I had never heard of Alex before seeing this video awhile back, actually, but I found what he had to say both informative and a bit encouraging. If you find Steve Albini’s rant on the internet from the ’90s about the music business, I think you’ll find some similarities and will likely agree that Alex has a much better chance long-term of making money by staying independent. According to Albini’s (well-informed insider) diatribe, a record that makes “the business” seven million dollars will net each member of a band less than $5,000 for their efforts, including touring. What most labels offer guys like Alex is not so much a signing “bonus” as an “advance against sales,” which means it’s an interest-free loan that gets paid back before the artist gets anything. So in exchange for some commercial promotion, the artist gets to lose control of their music and their schedule etc etc. And having a major label back you can even be a negative in this modern climate where the public is leery of corporate sponsored art. Some labels have been caught trying to market their signed artists as independents like Alex simply for the cred, and plenty of label-signed acts have broken deals in order to go independent by means like Kickstarter. It’s a new paradigm, brought about by the digital revolution. Digital production, digital marketing, digital distribution.

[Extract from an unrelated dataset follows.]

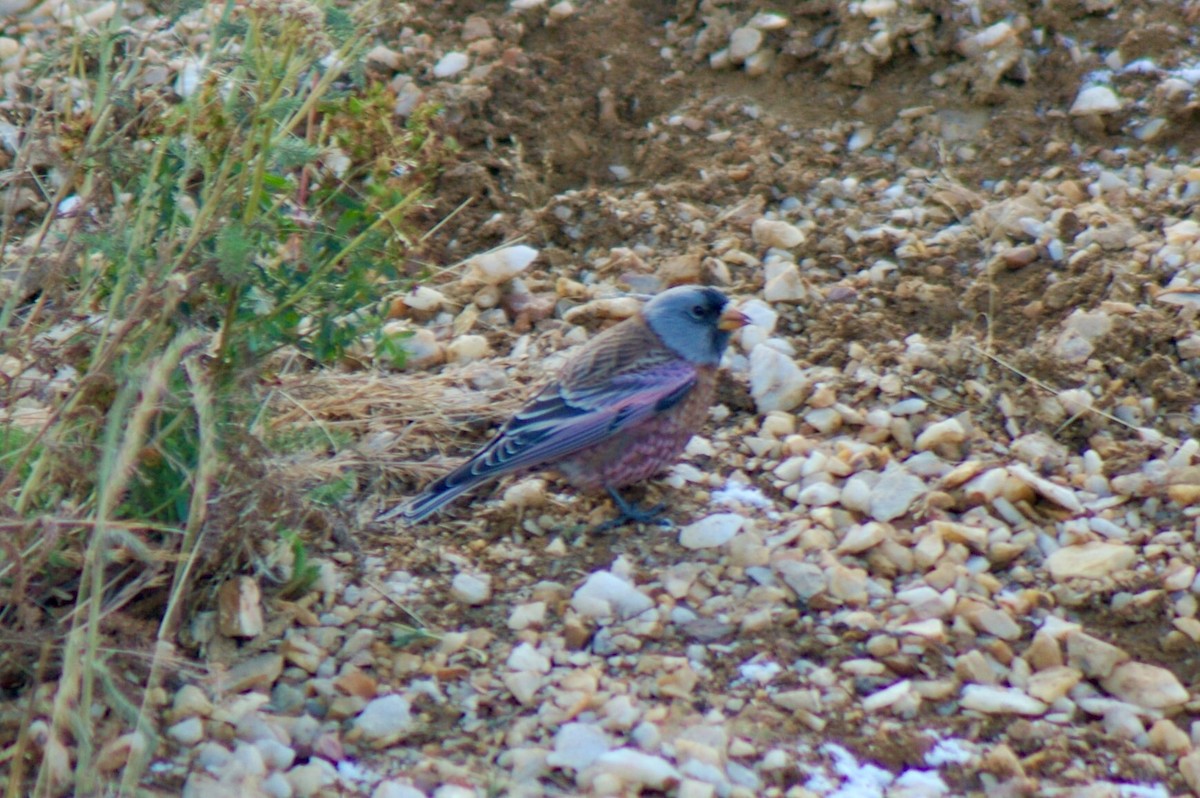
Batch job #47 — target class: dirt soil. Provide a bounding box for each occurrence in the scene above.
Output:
[11,0,1200,798]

As MC Lars said in Download This Song: “Hey Mr. Record Man, what’s wrong with you? Still running your label like it was 1992. Hey Mr. Record Man, your system can’t compete, it’s the new artist model: file transfer COMPLETE!”

Lance, 12/06/2012 23:07

Day is most assuredly not an idiot. The deals offered by record labels sound enticing because of the dollar figures involved, but very little of that filters down to the artist. There aren’t usually “signing bonuses” like in pro sports, the label deals are “advances” — sort of interest-free loans against future sales. Steve Albini’s rant on the net about the state of the music industry circa the mid-90s is an eye-opener. Band with hit song tours the world and makes seven million US dollars for “the industry” writ large, and after the 6 month supporting tour, each band member has made US$6,000 for their part in it.